The conduct of the accused in this case, not only shows his unfitness to be a member of this court, but shows that his perceptions of the duties and responsibilities of an attorney are such as to render him an undesirable associate of the members of a highly honorable profession, and dangerous for clients who may seek his assistance as an attorney. While we cannot overlook the fact that striking the name of the accused from the roll and revoking his license may result in serious consequences to himself and family, we cannot be unmindful of the duty we owe to ourselves, the courts of the state, the members of the bar, and the community in general. Such conduct as has been shown in this case reflects, not only upon the attorney himself, but seriously reflects upon the court and the members of the bar. All of the considerations that could be advanced in favor of the accused were ably presented by eminent counsel, but we have failed to- discover any extenuating circumstances attending this remarkable transaction.

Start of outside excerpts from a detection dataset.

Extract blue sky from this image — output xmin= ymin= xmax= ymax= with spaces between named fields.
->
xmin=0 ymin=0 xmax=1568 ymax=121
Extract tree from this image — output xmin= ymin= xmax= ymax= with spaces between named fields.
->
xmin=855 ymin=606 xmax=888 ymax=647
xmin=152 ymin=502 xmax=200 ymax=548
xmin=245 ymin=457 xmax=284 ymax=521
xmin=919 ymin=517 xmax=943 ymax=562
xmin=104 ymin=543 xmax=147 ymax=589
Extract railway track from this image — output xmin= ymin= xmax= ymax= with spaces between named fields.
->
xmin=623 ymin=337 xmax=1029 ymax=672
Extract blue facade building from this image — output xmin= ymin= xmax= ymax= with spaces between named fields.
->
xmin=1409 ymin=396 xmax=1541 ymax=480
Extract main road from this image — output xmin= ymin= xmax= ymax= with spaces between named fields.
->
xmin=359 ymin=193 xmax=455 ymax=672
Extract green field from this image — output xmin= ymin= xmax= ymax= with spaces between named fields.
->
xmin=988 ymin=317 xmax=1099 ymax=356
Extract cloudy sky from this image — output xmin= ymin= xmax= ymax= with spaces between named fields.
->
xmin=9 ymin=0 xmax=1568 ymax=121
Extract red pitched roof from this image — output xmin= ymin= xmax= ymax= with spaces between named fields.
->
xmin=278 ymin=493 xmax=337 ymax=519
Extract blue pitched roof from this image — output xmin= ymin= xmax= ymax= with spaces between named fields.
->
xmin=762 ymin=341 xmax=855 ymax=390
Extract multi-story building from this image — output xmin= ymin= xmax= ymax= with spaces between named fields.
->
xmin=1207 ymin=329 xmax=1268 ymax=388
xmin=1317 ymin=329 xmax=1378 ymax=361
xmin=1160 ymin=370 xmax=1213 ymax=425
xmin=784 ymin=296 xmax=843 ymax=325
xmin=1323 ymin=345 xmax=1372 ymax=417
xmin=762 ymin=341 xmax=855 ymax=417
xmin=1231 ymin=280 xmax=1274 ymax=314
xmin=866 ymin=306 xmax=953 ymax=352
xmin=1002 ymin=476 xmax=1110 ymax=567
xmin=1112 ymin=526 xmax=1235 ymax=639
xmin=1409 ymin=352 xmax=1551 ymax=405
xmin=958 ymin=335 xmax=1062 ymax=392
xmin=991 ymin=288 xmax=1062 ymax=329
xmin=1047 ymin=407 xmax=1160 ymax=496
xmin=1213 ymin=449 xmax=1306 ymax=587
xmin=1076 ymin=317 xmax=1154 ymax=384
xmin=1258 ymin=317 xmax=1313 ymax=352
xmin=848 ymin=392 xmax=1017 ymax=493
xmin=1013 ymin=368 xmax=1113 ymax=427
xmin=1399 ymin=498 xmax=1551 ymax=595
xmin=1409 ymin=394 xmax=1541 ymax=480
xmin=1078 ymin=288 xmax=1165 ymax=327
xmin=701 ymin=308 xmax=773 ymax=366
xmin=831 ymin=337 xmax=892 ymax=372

To permit the accused to longer remain an officer of the court and entitled to the privileges accorded to an attorney would be to lower the standard of professional conduct, and encourage the younger members of the bar to pursue a course that cannot be recognized by this court. It has been the aim of this court to elevate the character both morally and intellectually of the members of the bar and to retain the accused longer as a member of the bar would be doing an injustice to ourselves, to the profession, and to- the community. Unpleasant, therefore, as is the duty, we must perform it, and strike from the roll of this court the name of the accused, and cancel the license heretofore issued to him.